Mientras el torbellino mediático se iba desplazando a Libia, la sociedad seguía exigiendo la caída del sistema y esperaba el regreso de Hasan Mushaima, líder del movimiento Haq en el exilio e interrogado durante varios días en el aeropuerto de Beirut. Su retorno podría suponer el pulmón necesario para los centenares de personas que continuaban acampando en la plaza. La sociedad bahreiní se preguntaba, si bien había visto cómo habían liberado a los presos políticos y los tanques habían abandonado las calles, por qué no continuar luchando.
Semanas después de que el rey pidiese a su hijo, el príncipe heredero, Salman Bin Hamad, que iniciara un proceso de diálogo nacional, la oposición se encuentra dividida y han empezado a surgir brotes de violencia sectaria.
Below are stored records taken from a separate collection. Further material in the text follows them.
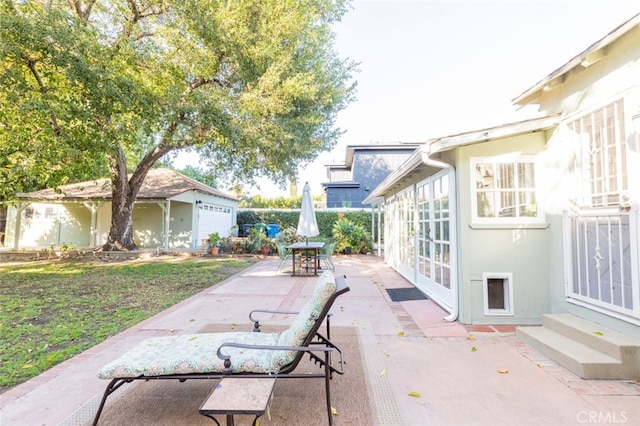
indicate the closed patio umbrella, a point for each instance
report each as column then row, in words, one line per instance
column 307, row 224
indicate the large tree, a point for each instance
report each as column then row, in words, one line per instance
column 111, row 87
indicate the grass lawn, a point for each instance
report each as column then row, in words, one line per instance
column 51, row 311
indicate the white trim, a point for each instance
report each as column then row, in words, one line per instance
column 507, row 278
column 477, row 221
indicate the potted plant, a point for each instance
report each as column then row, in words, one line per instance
column 259, row 241
column 214, row 240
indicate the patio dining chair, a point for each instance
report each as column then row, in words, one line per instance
column 325, row 255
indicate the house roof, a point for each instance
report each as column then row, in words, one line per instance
column 158, row 184
column 586, row 58
column 421, row 157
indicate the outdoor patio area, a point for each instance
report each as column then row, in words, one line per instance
column 404, row 365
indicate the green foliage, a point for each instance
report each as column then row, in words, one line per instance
column 349, row 236
column 260, row 202
column 253, row 86
column 202, row 176
column 257, row 238
column 288, row 236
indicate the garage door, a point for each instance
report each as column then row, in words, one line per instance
column 214, row 218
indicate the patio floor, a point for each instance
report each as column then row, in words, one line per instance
column 474, row 375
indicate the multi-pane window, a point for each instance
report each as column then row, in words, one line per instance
column 601, row 158
column 504, row 190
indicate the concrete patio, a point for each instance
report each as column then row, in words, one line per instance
column 464, row 375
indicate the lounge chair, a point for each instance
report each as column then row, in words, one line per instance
column 241, row 354
column 284, row 254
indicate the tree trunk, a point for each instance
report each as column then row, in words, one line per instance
column 121, row 231
column 125, row 192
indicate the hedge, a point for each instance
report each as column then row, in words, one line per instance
column 326, row 219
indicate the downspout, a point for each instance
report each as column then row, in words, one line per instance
column 454, row 234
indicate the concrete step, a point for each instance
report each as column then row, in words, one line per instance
column 588, row 349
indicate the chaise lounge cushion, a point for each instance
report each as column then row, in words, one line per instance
column 197, row 353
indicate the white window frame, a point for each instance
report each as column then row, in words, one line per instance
column 513, row 160
column 507, row 279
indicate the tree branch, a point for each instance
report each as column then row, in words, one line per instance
column 84, row 10
column 31, row 64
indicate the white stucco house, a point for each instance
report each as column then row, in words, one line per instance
column 171, row 211
column 537, row 221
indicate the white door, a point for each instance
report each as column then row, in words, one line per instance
column 213, row 218
column 602, row 224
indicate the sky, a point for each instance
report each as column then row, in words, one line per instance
column 433, row 68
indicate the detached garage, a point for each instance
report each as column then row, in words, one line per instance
column 172, row 211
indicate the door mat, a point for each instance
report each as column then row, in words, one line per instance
column 404, row 294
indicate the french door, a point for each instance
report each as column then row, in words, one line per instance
column 602, row 224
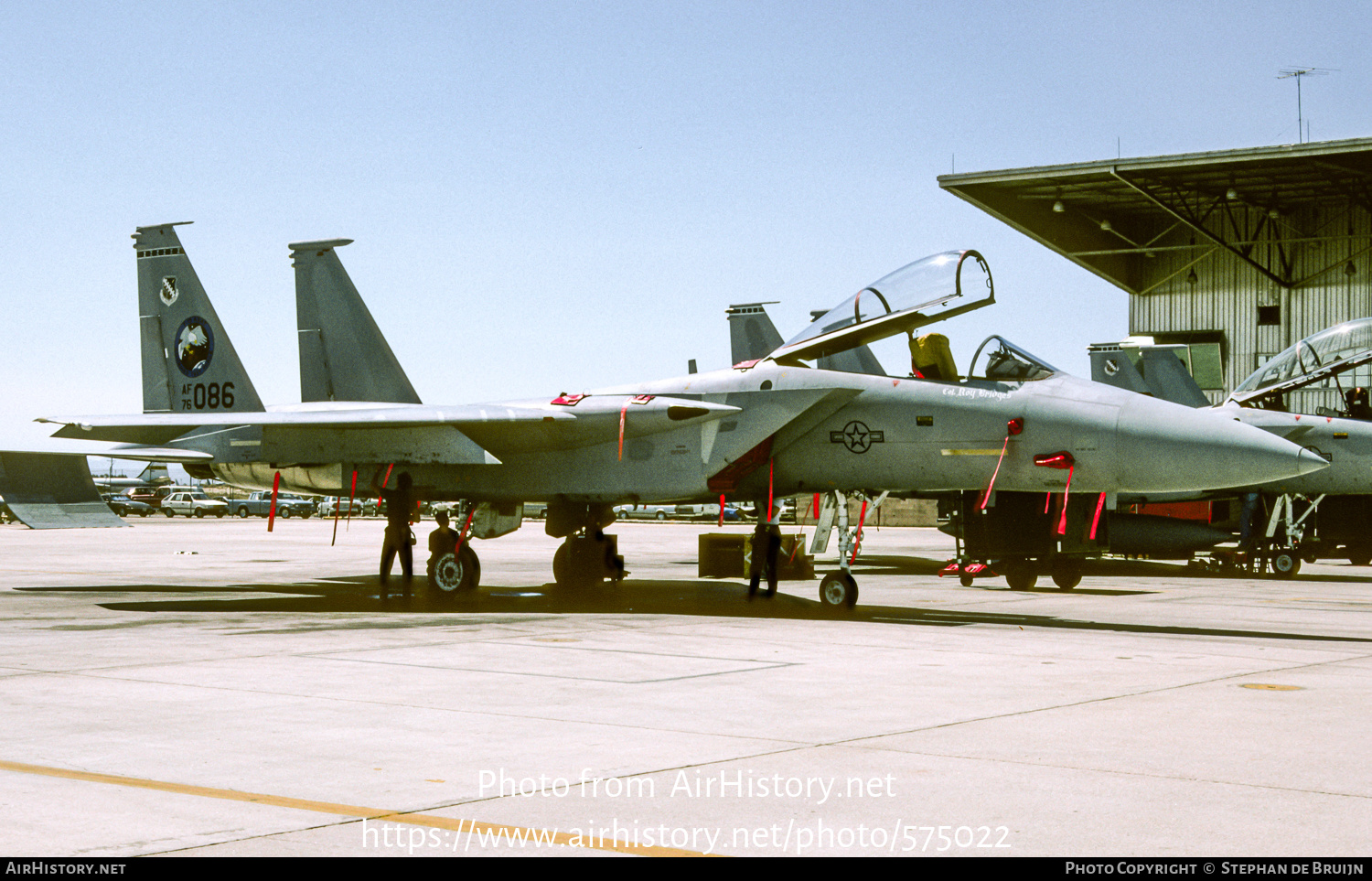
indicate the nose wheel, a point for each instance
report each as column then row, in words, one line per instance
column 839, row 590
column 584, row 560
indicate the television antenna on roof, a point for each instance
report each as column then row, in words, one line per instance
column 1298, row 73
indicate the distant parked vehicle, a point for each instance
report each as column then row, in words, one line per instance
column 194, row 502
column 123, row 505
column 361, row 507
column 260, row 505
column 645, row 512
column 710, row 512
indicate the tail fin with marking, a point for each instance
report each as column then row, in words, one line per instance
column 188, row 361
column 343, row 354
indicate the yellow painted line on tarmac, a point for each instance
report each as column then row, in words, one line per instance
column 491, row 832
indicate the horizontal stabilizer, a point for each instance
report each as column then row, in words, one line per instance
column 52, row 491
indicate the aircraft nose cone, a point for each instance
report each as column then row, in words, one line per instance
column 1168, row 447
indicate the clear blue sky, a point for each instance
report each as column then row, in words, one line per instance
column 554, row 197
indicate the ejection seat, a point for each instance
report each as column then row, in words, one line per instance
column 932, row 359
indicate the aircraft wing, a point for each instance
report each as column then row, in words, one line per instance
column 394, row 431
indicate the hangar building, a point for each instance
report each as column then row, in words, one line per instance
column 1237, row 252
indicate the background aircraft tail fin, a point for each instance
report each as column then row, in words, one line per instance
column 52, row 491
column 343, row 354
column 752, row 337
column 188, row 361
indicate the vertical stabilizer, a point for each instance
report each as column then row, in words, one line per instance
column 752, row 337
column 343, row 354
column 188, row 361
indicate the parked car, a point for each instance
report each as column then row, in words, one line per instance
column 260, row 505
column 194, row 502
column 645, row 512
column 332, row 504
column 710, row 512
column 123, row 505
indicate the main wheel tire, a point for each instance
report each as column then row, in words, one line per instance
column 1020, row 574
column 452, row 575
column 1286, row 564
column 839, row 590
column 1067, row 573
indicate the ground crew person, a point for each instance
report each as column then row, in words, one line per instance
column 400, row 512
column 766, row 545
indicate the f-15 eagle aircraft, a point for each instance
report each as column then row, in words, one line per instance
column 777, row 427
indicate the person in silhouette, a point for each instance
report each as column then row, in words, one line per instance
column 400, row 513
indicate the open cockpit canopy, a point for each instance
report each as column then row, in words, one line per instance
column 1002, row 361
column 1314, row 361
column 922, row 293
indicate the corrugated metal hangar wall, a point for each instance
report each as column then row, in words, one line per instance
column 1245, row 250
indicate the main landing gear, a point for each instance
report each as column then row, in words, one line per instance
column 453, row 575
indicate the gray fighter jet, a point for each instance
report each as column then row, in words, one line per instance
column 776, row 428
column 1314, row 394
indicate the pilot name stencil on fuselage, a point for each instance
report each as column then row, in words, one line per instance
column 977, row 392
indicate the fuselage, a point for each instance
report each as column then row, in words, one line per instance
column 807, row 430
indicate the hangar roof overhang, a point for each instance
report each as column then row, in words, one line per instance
column 1111, row 217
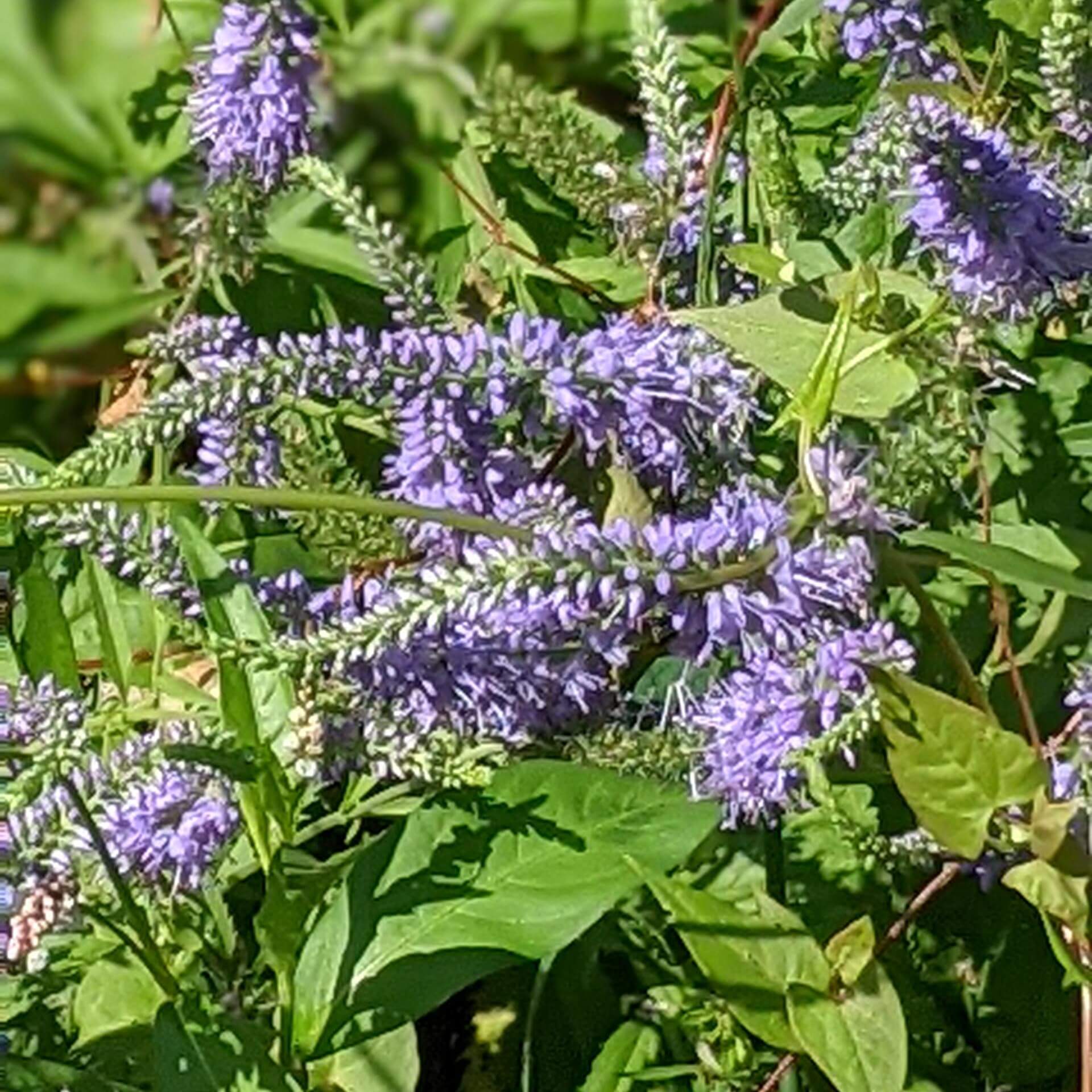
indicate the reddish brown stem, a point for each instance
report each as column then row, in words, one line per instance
column 775, row 1079
column 947, row 874
column 1000, row 615
column 726, row 103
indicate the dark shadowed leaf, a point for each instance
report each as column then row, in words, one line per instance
column 953, row 764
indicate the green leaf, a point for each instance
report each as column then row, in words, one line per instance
column 473, row 882
column 812, row 403
column 629, row 1050
column 279, row 925
column 624, row 283
column 386, row 1064
column 94, row 324
column 797, row 14
column 34, row 101
column 628, row 499
column 1074, row 974
column 1027, row 16
column 1052, row 891
column 35, row 1075
column 902, row 91
column 859, row 1042
column 238, row 766
column 759, row 260
column 337, row 10
column 114, row 637
column 321, row 249
column 229, row 1056
column 953, row 764
column 1008, row 565
column 750, row 952
column 255, row 702
column 57, row 279
column 45, row 644
column 1050, row 825
column 850, row 952
column 116, row 994
column 782, row 333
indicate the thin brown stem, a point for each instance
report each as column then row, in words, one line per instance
column 930, row 617
column 497, row 233
column 783, row 1066
column 947, row 874
column 895, row 933
column 1002, row 615
column 730, row 96
column 557, row 457
column 1057, row 742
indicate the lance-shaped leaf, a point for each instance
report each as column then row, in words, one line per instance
column 860, row 1040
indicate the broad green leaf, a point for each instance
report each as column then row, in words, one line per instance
column 38, row 1075
column 1050, row 824
column 759, row 260
column 812, row 403
column 224, row 1055
column 89, row 326
column 114, row 637
column 1008, row 565
column 45, row 642
column 782, row 333
column 386, row 1064
column 910, row 288
column 1063, row 897
column 116, row 994
column 631, row 1049
column 865, row 234
column 750, row 952
column 337, row 10
column 860, row 1041
column 850, row 952
column 473, row 882
column 797, row 14
column 953, row 764
column 628, row 499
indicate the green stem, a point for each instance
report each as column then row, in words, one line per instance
column 932, row 618
column 894, row 339
column 153, row 958
column 299, row 500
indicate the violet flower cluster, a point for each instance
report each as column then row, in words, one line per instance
column 164, row 820
column 251, row 106
column 489, row 640
column 994, row 218
column 1066, row 67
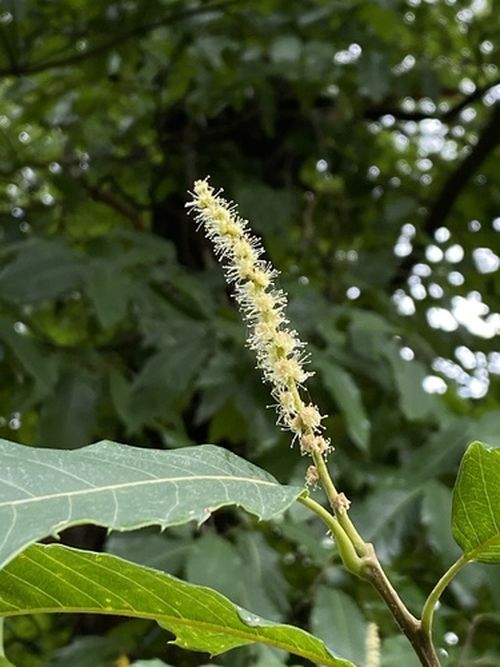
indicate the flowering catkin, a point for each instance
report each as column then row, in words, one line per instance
column 279, row 351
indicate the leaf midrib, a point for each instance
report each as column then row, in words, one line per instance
column 127, row 485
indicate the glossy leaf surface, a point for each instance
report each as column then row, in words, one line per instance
column 55, row 578
column 476, row 504
column 43, row 491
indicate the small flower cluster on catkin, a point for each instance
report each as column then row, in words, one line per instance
column 279, row 351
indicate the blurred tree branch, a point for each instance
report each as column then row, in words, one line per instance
column 458, row 179
column 376, row 112
column 19, row 69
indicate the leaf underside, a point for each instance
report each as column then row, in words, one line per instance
column 55, row 578
column 43, row 491
column 476, row 504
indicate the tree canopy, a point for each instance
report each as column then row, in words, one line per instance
column 361, row 140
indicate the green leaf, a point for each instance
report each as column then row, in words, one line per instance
column 150, row 663
column 54, row 578
column 435, row 513
column 68, row 417
column 41, row 270
column 43, row 491
column 396, row 651
column 336, row 618
column 108, row 288
column 348, row 397
column 416, row 404
column 476, row 504
column 41, row 367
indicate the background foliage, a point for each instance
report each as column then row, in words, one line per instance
column 361, row 139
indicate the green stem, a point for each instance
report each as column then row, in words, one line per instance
column 348, row 554
column 343, row 518
column 430, row 603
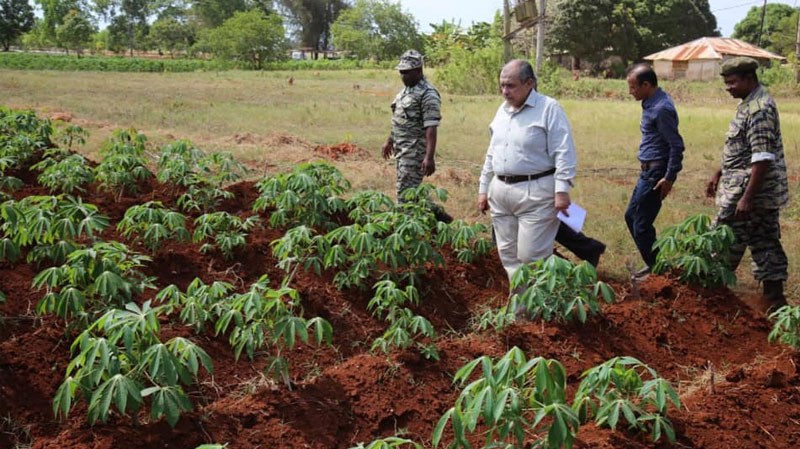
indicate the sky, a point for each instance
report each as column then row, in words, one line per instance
column 728, row 12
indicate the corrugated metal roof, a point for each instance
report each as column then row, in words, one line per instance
column 712, row 48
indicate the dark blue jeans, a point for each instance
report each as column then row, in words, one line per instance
column 642, row 212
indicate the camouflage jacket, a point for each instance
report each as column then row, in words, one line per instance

El monarca no ha sido el único en preocuparse: Ban Ki-moon ha expresado su malestar ante el actual estancamiento de las negociaciones. Mientras, el pueblo sigue ocupando la Plaza de la Perla. Día y noche.
1 comentario:
Definitivamente es una realidad muy cruel, muy dolorosa, no sabemos como anta maldad se hace tan evidente, como tantas muertes por buscar algo mejor han sido en vano.